The “lesser” social media networks DHS wanted UAB to also study included Telegram, Google+, VK, Ask.fm, and Zello, one document reads.

The Data Analytics Technology Center (DATC), part of the Science and Technology Directorate (S&T), is the lead organization for this project, according to the documents. UAB submitted a proposal to DHS which was accepted, the document adds. The document says UAB has “deep past experience” in identifying online content, including that related to the gang MS-13, for both private and government stakeholders. DHS awarded the contract in September 2018 with a potential award amount of $3.4 million, according to public procurement records.

In a statement, a DHS spokesperson told Motherboard "The Department of Homeland Security is committed to protecting individuals’ privacy, civil rights, and civil liberties.

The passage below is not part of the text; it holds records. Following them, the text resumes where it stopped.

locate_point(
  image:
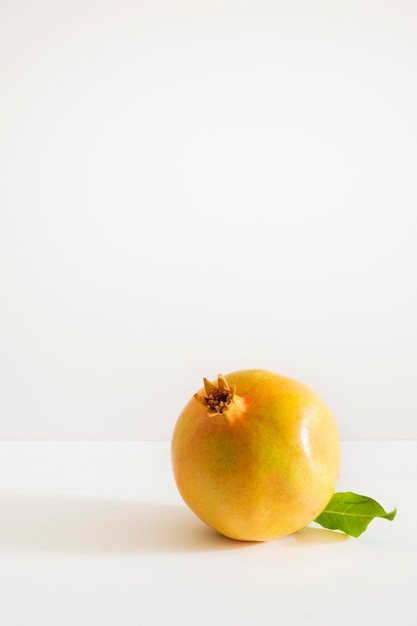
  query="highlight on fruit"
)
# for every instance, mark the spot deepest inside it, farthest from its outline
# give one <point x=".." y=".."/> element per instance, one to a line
<point x="256" y="456"/>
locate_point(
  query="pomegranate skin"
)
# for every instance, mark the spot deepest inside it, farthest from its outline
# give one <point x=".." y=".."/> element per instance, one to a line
<point x="256" y="455"/>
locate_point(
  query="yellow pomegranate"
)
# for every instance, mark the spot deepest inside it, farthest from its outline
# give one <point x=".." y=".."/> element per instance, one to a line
<point x="256" y="455"/>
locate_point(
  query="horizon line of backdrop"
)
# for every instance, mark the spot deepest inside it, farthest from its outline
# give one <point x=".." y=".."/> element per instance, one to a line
<point x="192" y="188"/>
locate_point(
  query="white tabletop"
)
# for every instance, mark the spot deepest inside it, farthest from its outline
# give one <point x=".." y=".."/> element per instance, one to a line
<point x="95" y="534"/>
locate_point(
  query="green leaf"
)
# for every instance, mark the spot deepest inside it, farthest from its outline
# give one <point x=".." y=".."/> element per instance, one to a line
<point x="351" y="513"/>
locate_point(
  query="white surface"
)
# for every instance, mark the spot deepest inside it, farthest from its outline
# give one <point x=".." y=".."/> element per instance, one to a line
<point x="190" y="188"/>
<point x="96" y="533"/>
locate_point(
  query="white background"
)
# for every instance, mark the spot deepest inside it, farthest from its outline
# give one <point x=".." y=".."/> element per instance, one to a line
<point x="194" y="187"/>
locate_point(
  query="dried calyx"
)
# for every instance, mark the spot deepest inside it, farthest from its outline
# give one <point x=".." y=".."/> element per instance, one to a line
<point x="219" y="395"/>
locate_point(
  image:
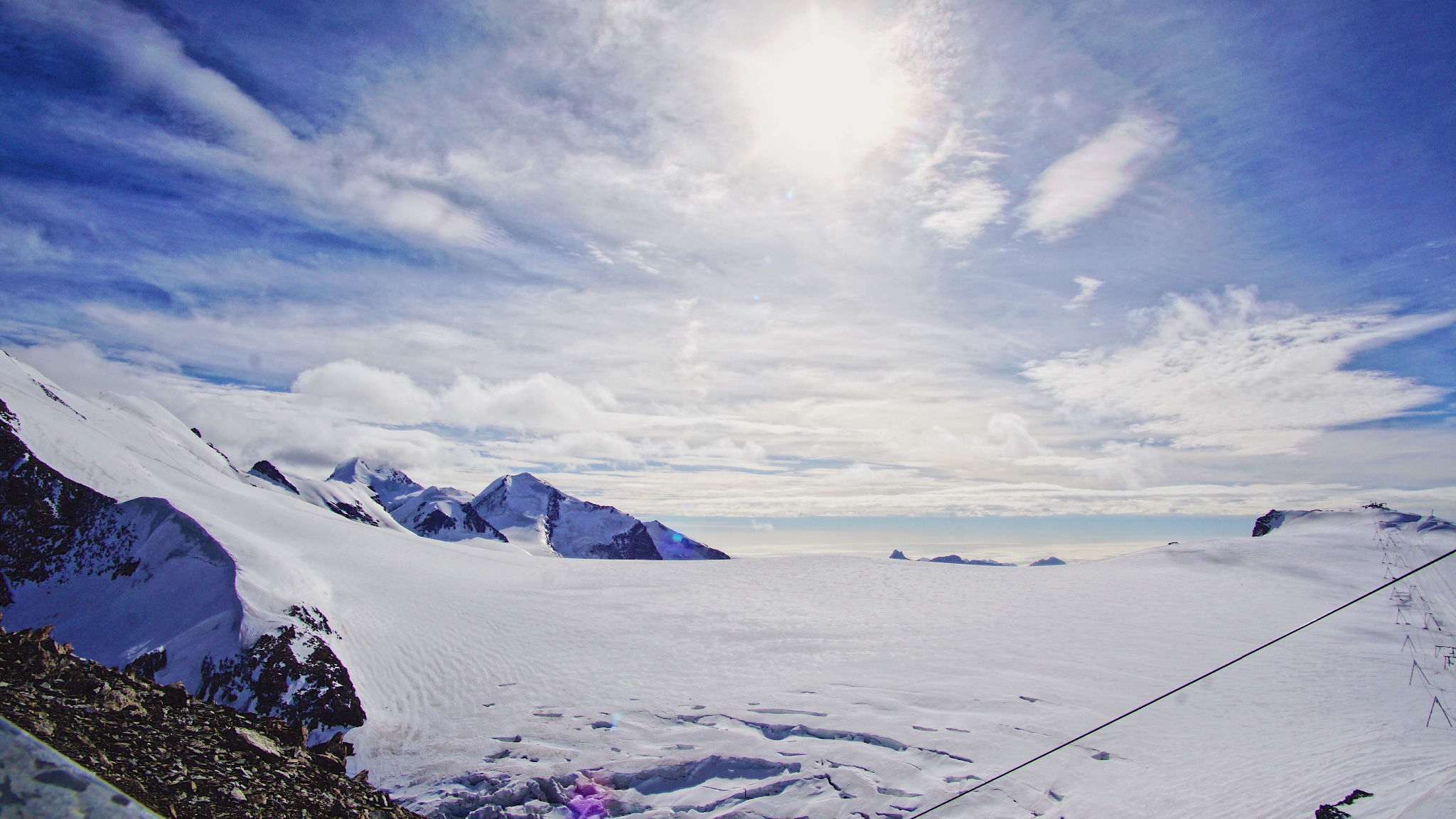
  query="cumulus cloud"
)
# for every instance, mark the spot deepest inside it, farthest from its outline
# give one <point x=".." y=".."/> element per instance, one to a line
<point x="1091" y="178"/>
<point x="1225" y="373"/>
<point x="537" y="404"/>
<point x="150" y="59"/>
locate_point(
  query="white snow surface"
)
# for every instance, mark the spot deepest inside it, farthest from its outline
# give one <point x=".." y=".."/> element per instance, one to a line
<point x="899" y="672"/>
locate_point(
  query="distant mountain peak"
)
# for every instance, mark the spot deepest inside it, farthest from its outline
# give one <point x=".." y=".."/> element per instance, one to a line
<point x="358" y="471"/>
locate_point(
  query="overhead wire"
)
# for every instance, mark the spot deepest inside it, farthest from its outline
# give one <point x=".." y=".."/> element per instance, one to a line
<point x="1200" y="678"/>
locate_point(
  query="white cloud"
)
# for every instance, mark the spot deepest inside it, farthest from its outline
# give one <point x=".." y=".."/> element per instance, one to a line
<point x="1091" y="178"/>
<point x="951" y="183"/>
<point x="1219" y="372"/>
<point x="964" y="210"/>
<point x="1088" y="290"/>
<point x="366" y="392"/>
<point x="150" y="59"/>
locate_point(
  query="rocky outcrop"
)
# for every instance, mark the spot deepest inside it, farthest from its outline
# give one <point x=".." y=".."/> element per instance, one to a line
<point x="178" y="755"/>
<point x="582" y="530"/>
<point x="964" y="562"/>
<point x="1267" y="522"/>
<point x="271" y="474"/>
<point x="140" y="585"/>
<point x="290" y="674"/>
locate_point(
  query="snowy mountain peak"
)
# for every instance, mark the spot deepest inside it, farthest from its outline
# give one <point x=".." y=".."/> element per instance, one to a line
<point x="271" y="474"/>
<point x="357" y="471"/>
<point x="577" y="528"/>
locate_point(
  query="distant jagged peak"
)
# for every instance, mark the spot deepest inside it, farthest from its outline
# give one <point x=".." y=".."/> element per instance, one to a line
<point x="358" y="471"/>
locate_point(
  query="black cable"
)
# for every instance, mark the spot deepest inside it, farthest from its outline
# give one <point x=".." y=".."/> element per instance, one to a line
<point x="1181" y="687"/>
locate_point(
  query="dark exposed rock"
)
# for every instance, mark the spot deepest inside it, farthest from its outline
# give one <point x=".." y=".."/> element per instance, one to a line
<point x="181" y="756"/>
<point x="287" y="674"/>
<point x="147" y="665"/>
<point x="633" y="544"/>
<point x="312" y="619"/>
<point x="351" y="510"/>
<point x="271" y="474"/>
<point x="783" y="732"/>
<point x="1332" y="810"/>
<point x="1268" y="522"/>
<point x="963" y="562"/>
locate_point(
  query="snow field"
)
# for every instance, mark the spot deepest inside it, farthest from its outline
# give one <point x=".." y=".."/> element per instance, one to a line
<point x="860" y="685"/>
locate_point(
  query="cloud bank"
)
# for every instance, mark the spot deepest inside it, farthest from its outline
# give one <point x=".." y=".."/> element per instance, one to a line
<point x="1219" y="372"/>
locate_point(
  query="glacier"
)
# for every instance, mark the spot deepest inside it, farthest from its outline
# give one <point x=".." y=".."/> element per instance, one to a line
<point x="491" y="682"/>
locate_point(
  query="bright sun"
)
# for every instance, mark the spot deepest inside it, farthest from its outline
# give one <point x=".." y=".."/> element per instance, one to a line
<point x="825" y="94"/>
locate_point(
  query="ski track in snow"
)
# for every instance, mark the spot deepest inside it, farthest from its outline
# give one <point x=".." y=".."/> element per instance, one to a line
<point x="700" y="659"/>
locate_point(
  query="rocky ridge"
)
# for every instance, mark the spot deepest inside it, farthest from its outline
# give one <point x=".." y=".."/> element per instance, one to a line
<point x="181" y="756"/>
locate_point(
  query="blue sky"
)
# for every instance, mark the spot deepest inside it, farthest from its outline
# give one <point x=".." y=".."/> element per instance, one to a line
<point x="736" y="259"/>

DHS uses various forms of technology to execute its mission, including tools to support investigations related to threats to infrastructure, illegal trafficking on the dark web, cross-border transnational crime, and terrorism. DHS leverages this kind of technology in ways that are consistent with its authorities and the law and has safeguards in place to ensure contractors or service providers also limit their work so that it is in compliance with those authorities." DHS said it stopped work on the project in October 2019 and ended the contract in December 2019.

Update: This piece has been updated to a statement and information from DHS.